La prima regola da seguire è l’equivalenza tra l’intensità, la persistenza e la struttura del gusto e dell’aroma del piatto con quelli del vino e
viceversa. È importante che ci sia armonia nella consistenza e nell’equilibrio dei sapori. Un piatto molto strutturato, dal sapore intenso e persistente, necessita dunque di un vino altrettanto
complesso. Con un sapore deciso, ci vuole sostanzialmente un vino ricco e potente, con profumo e gusto concentrati. Piatti invece poco consistenti, delicati, con sapori lievi, vogliono vini
altrettanto delicati, non troppo profumati o intensi e poco strutturati, in modo da non essere schiacciati e soverchiati. Più aumenta la consistenza del piatto, maggiore sarà la struttura del
vino, e viceversa. In definitiva ci deve essere assoluta armonia tra l’intensità del sapore della pietanza e l’intensità del sapore del vino. Per quanto riguarda l’equilibrio, si può scegliere la
strada del contrasto in grado di smussare i disequilibri del cibo o del vino, oppure della concordanza capace di enfatizzarne le caratteristiche. In base al concetto del contrasto tra i sapori,
un piatto molto salato o piccante può essere accostato a un vino morbido-dolce, per vederne mitigata la sapidità; o ancora un piatto che presenta una certa grassezza, o untuosità, si sposa bene
con un vino fresco e tannico, magari anche vivace, effervescente, in grado di “sgrassare” il piatto grazie alla sua acidità e all’effervescenza.
In base invece al principio della concordanza, come si è precedentemente spiegato, piatti con struttura ricca, dagli aromi intensi e persistenti, si abbinano a vini di pari struttura,
intensità e persistenza.
La seconda regola è quella di rispettare la progressione graduale di consistenza e intensità di sapore nelle pietanze e nei vini.

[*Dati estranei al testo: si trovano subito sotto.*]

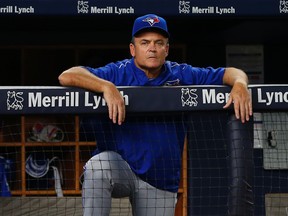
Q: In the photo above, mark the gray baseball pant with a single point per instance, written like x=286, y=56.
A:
x=107, y=175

Mai cominciare dalla
pietanza e dal vino più forte: le portate e i vini successivi potrebbero essere sminuiti vista la forza del sapore della prima portata. L’ideale è procedere con un crescendo di intensità
gustative. Si può così cominciare da un aperitivo lieve ma profumato abbinato a delicati antipasti, quindi passare a un bianco più ricco per un primo piatto con le verdure, per poi giungere a un
rosso con il secondo piatto più complesso, e infine al vino da dessert con i dolci. Difficile riuscire a godere un bianco aromatico e delicato dopo un rosso possente e di grande corpo, così come
qualsiasi vino rosso, dopo un vino dolce morbido e profumato, risulterà essere fastidiosamente tannico e amaro.
La terza regola è l’abbinamento locale-regionale, cioè l’assaggio del vino di un dato territorio in abbinamento con le preparazioni gastronomiche
dello stesso luogo di origine. Spesso, ma non sempre, la gastronomia di un territorio è in grado di esaltare i gusti e gli aromi delle specialità enologiche presenti in quella zona, e viceversa.
Diventa interessante allora conoscere, ed eventualmente replicare, gli abbinamenti tipici del luogo di provenienza del vino o del cibo.